[出典] Prediction-based highly sensitive CRISPR off-target validation using target-specific DNA enrichment. Kang SH [..] Hur JK, Kim SU, Lee SH. bioRxiv. 2019-12-31

 KRIBB、Kyung Hee University、Konkuk Universityなど韓国研究グループは、先行研究で開発した大量の野生型DNAに埋もれた微量の変異型DNAを、後者のエンリッチメントを経て後者を相対的に高効率で増幅する手法"CRISPRmediated, ultrasensitive detection of target DNA (CUT)-PCR [注*]"に倣って、NGSでは検出不可能な稀なオフターゲットを検出可能とするプロトコールを開発した (Fig.1引用下図参照)。
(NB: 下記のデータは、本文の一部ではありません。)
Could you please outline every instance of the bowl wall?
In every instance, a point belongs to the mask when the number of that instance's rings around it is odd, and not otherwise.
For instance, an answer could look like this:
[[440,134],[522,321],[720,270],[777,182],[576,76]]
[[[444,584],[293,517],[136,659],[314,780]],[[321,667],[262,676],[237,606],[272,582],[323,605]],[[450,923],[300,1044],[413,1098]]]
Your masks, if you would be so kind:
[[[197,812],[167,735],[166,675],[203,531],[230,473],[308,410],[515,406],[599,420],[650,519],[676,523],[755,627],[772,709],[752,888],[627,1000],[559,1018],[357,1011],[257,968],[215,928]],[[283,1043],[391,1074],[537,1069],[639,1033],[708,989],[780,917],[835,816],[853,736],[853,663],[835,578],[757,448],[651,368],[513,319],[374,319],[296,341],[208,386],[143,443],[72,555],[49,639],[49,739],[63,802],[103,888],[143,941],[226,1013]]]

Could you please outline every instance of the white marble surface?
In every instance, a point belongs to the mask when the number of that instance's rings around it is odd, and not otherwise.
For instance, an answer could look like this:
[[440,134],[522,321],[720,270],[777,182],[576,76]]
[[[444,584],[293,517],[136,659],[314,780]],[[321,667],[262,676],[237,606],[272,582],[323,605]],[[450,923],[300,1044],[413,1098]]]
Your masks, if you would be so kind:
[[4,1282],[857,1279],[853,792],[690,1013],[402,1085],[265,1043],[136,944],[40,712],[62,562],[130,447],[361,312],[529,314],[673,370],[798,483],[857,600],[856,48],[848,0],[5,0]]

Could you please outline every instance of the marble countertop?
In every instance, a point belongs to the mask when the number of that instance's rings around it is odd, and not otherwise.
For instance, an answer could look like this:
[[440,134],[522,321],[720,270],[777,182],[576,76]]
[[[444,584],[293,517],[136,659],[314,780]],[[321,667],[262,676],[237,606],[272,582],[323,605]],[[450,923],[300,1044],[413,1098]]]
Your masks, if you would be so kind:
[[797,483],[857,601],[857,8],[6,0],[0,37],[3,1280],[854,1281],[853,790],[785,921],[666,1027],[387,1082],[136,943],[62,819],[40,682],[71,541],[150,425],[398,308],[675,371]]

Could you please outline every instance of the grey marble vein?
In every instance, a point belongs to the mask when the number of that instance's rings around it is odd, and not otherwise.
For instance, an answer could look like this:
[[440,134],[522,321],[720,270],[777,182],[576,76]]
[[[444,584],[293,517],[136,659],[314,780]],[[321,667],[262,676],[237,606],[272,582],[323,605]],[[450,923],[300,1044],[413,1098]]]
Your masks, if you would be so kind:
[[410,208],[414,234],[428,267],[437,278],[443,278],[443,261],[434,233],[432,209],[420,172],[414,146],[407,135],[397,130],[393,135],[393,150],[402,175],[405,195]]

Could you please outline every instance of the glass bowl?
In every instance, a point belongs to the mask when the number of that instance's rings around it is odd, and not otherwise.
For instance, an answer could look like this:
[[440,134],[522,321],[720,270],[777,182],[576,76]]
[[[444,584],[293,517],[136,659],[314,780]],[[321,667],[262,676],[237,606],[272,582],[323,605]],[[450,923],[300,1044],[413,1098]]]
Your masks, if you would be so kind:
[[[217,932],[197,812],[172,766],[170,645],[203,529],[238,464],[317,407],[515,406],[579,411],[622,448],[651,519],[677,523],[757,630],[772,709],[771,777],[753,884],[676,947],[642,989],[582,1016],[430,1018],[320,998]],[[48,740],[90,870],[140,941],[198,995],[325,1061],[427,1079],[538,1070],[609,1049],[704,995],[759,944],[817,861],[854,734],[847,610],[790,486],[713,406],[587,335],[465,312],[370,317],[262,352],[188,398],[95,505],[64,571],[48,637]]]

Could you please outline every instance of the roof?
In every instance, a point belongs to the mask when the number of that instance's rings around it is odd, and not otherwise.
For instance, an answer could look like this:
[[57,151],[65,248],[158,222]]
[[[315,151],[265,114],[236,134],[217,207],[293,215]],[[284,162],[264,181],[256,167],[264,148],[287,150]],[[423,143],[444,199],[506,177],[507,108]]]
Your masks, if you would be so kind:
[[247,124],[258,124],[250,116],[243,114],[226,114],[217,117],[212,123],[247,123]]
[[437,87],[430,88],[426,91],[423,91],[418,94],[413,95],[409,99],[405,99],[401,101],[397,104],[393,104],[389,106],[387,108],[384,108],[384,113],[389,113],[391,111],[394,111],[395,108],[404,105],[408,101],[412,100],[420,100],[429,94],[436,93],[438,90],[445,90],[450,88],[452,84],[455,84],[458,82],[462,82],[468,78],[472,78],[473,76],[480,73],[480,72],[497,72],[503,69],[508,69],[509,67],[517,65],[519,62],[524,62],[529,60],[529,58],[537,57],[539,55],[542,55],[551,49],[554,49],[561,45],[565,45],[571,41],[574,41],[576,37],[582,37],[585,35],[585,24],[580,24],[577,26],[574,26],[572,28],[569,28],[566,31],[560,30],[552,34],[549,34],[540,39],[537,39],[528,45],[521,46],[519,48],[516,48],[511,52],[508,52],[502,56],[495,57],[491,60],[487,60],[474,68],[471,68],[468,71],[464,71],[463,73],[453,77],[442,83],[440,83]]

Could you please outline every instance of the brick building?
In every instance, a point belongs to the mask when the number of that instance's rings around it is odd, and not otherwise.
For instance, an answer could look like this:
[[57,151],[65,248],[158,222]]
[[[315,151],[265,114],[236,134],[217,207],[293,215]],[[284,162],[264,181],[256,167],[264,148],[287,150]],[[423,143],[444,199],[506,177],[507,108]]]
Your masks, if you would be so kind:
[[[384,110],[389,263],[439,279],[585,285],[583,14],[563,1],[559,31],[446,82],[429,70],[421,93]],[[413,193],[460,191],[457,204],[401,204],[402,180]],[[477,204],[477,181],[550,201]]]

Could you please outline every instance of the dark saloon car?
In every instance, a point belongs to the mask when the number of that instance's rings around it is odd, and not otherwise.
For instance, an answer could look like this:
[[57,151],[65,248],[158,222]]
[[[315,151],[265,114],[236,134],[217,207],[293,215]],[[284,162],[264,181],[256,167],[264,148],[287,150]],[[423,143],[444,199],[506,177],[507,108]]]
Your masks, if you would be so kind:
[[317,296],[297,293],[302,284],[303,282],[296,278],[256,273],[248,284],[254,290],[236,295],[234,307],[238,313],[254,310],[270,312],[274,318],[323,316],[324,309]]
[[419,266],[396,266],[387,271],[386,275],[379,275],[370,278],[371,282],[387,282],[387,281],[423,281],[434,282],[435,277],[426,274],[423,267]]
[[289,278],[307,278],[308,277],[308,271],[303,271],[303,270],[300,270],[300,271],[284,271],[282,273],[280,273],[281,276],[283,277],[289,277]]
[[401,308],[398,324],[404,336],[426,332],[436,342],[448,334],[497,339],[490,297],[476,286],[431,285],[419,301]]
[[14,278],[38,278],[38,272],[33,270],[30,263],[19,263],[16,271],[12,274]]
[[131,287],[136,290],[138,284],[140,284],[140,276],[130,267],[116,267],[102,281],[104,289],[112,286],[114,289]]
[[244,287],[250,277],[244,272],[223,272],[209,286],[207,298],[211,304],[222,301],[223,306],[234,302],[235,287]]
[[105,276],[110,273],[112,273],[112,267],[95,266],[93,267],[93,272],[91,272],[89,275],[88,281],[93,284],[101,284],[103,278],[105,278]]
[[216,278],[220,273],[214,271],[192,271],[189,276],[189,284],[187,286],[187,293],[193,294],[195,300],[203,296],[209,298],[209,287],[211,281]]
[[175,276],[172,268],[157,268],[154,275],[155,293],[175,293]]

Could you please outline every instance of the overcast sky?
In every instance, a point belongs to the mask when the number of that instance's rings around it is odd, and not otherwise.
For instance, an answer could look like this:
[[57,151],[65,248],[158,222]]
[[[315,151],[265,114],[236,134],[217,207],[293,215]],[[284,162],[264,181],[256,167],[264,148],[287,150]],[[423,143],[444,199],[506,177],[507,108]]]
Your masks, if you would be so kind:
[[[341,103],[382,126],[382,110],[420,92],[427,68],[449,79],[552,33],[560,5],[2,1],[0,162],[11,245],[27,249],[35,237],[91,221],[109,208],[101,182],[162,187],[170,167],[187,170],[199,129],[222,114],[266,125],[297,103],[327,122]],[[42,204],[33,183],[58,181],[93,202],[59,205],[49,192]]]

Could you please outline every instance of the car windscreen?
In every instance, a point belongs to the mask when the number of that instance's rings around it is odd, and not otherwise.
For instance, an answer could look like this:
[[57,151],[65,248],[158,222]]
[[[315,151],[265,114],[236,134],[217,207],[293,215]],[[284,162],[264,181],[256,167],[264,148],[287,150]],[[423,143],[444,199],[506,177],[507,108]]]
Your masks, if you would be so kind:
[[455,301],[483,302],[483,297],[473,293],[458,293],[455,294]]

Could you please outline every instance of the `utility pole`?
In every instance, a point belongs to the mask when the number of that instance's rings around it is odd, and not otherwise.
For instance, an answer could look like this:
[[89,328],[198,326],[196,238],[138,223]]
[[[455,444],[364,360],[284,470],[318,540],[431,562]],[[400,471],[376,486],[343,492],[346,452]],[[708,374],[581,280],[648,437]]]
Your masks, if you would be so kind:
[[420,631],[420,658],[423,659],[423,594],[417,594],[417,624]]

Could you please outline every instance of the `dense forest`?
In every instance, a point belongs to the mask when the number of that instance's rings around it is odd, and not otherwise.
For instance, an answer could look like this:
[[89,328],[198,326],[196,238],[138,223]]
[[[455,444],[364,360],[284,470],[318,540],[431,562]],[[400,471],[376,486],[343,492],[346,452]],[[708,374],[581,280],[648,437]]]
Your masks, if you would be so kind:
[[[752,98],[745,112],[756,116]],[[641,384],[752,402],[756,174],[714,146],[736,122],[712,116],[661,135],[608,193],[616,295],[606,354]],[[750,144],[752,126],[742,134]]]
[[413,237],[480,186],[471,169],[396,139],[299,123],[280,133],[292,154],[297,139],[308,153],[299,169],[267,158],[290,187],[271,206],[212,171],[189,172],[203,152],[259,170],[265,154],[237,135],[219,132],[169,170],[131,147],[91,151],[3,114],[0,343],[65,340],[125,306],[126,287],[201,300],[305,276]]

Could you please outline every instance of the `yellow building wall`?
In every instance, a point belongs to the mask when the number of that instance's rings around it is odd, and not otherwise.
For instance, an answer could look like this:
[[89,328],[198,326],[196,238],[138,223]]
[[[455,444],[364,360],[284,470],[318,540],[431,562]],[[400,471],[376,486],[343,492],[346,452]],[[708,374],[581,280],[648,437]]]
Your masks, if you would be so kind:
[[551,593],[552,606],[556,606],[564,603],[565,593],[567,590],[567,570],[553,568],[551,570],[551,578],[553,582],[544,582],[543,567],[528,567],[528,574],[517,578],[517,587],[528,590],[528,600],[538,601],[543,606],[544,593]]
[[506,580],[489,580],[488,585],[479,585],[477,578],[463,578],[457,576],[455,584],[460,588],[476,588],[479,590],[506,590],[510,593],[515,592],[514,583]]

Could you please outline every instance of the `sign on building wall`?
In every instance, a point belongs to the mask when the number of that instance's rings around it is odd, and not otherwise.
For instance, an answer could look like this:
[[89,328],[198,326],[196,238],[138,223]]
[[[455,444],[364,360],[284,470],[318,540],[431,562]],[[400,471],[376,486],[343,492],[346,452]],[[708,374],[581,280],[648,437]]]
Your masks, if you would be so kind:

CRISPR amplication
すなわち、in silicoでオフターゲット編集の対象になる候補配列を予測し、標的細胞にCRISPR-Casによる遺伝子編集を加えた後に、オフターゲット予測領域をPCRで増幅し、続いて、PCRアンプリコンに対して予め設計していたgRNAに基づくCRISPRエフェクターによる切断を試み、オフターゲット編集により変異が誘導されたため切断されなかったDNAを、PCR増幅した後に (この過程をCRISPR amplicationと称した)、バーコンディングとNGSを施す。

 Cpf1とCas9が誘導するindelsとABEが誘導する一塩基置換を対象として、これまでのNGS解析に対して、1.6~984倍のオフターゲット編集を検出した。なお、PCRには、エラー率が極めて低いPhusion
High-Fidelity DNA Polymerase (Sci Rep, 2019)を用いた。